Search code examples
rdatecategories

Categorizing data using date variable in R


I am having trouble in using the date variable in my dataset to create categories of 6 months time period. I want to create these time period categories for years between 2017-1-1 and 2020-6-30. The time period categories for each year would be from 2017-1-1 to 2017-6-30, and 2017-7-1 to 2017-12-31 until 2020-6-30. I have used the following two types of codes to create date categories but I am getting a similar error:

#CODE1
#checking for date class
myData <- str(myData)
myData #date in factor class
#convert to date class
date_class <- as.Date(myData$date, format = "%m/%d/%Y")
myData$date_class <- as.Date(myData$date, format = "%m/%d/%Y")
myData
#creating timeperiod category 1
date_cat <- NA
myData$date_cat[which(myData$date_class >= "2017-1-1" & myData$date_class < "2017-7-1")] <- 1

#CODE2
#converting to date format
myData$date <- strptime(myData$date,format="%m/%d/%Y")
myData$date <- as.POSIXct(myData$date)
myData
#creating timeperiod category 1
date_cat <- NA
myData$date_cat[which(myData$date >= "2017-1-1" & myData$date < "2017-7-1")] <- 1

For both the codes I am getting a similar error

Error in $<-.data.frame(*tmp*, date_cat, value = numeric(0)) :
replacement has 0 rows, data has 1123

Please help me with understanding where I am going wrong.

Thanks, Priya


Solution

  • Here's a function (to.interval) that returns a time interval {0, 1, 2, 3, ...}, given parameters of the event date, index date, and interval width. Probably a good idea to include error checking in the function, so if for example the event date is prior to the anchor date, it returns NA.

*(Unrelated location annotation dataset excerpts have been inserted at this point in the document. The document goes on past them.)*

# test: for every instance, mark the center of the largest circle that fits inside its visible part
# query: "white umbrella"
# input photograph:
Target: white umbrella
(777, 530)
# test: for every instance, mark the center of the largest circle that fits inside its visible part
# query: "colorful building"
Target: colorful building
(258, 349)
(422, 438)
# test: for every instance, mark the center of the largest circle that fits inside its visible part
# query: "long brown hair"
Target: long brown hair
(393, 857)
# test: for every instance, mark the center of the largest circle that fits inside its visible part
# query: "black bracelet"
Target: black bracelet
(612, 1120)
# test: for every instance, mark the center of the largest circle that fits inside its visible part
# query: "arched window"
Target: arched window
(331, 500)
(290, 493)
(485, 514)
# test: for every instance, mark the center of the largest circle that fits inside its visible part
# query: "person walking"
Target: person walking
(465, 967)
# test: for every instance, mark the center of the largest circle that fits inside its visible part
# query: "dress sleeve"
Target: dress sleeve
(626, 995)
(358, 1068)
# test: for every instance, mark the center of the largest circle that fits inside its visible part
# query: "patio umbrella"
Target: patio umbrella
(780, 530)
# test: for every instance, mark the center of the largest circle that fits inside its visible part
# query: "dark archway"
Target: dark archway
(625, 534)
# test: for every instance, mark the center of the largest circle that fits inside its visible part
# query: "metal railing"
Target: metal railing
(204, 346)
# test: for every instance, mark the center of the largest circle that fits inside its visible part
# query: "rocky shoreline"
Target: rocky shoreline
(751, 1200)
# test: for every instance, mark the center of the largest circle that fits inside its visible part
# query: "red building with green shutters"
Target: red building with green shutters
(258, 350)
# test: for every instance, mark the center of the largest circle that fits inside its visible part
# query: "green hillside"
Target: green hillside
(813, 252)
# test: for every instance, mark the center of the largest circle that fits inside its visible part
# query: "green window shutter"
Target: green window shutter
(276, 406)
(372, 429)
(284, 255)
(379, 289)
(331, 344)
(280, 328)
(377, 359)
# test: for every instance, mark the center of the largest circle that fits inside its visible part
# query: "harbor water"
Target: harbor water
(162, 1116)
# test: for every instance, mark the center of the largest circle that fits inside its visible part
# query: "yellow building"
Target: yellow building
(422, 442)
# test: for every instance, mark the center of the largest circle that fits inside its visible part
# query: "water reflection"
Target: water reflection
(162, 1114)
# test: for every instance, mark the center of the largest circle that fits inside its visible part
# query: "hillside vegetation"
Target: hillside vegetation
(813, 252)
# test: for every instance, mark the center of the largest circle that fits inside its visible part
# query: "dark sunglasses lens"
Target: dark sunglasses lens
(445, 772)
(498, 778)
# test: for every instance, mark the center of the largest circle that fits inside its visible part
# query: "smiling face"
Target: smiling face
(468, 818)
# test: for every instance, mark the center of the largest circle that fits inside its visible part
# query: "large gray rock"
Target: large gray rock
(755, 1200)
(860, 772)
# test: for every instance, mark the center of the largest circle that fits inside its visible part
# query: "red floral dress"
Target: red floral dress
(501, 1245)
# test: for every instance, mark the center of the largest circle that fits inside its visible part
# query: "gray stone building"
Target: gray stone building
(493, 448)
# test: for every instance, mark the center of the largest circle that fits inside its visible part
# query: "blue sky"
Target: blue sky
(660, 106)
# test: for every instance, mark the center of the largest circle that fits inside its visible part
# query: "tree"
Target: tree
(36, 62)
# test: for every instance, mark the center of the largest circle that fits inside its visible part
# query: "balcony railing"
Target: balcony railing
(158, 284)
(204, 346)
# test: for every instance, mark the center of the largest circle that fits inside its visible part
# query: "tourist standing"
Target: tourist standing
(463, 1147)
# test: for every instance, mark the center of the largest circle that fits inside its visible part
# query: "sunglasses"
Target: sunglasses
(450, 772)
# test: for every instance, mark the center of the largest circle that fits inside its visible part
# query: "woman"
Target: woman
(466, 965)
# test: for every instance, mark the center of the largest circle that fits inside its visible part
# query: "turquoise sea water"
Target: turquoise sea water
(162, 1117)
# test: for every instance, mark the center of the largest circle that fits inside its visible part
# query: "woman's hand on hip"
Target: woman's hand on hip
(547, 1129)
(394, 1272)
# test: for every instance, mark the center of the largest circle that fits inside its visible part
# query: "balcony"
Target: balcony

    df <- data.frame(event.date=as.Date(c("2017-01-01", "2017-08-01", "2018-04-30")))
    
    to.interval <- function(anchor.date, future.date, interval.days){
      round(as.integer(future.date - anchor.date) / interval.days, 0)} 
    
    df$interval <- to.interval(as.Date('2017-01-01'), 
                              df$event.date, 180 )
    
    df
    

    Output

      event.date interval
    1 2017-01-01        0
    2 2017-08-01        1
    3 2018-04-30        3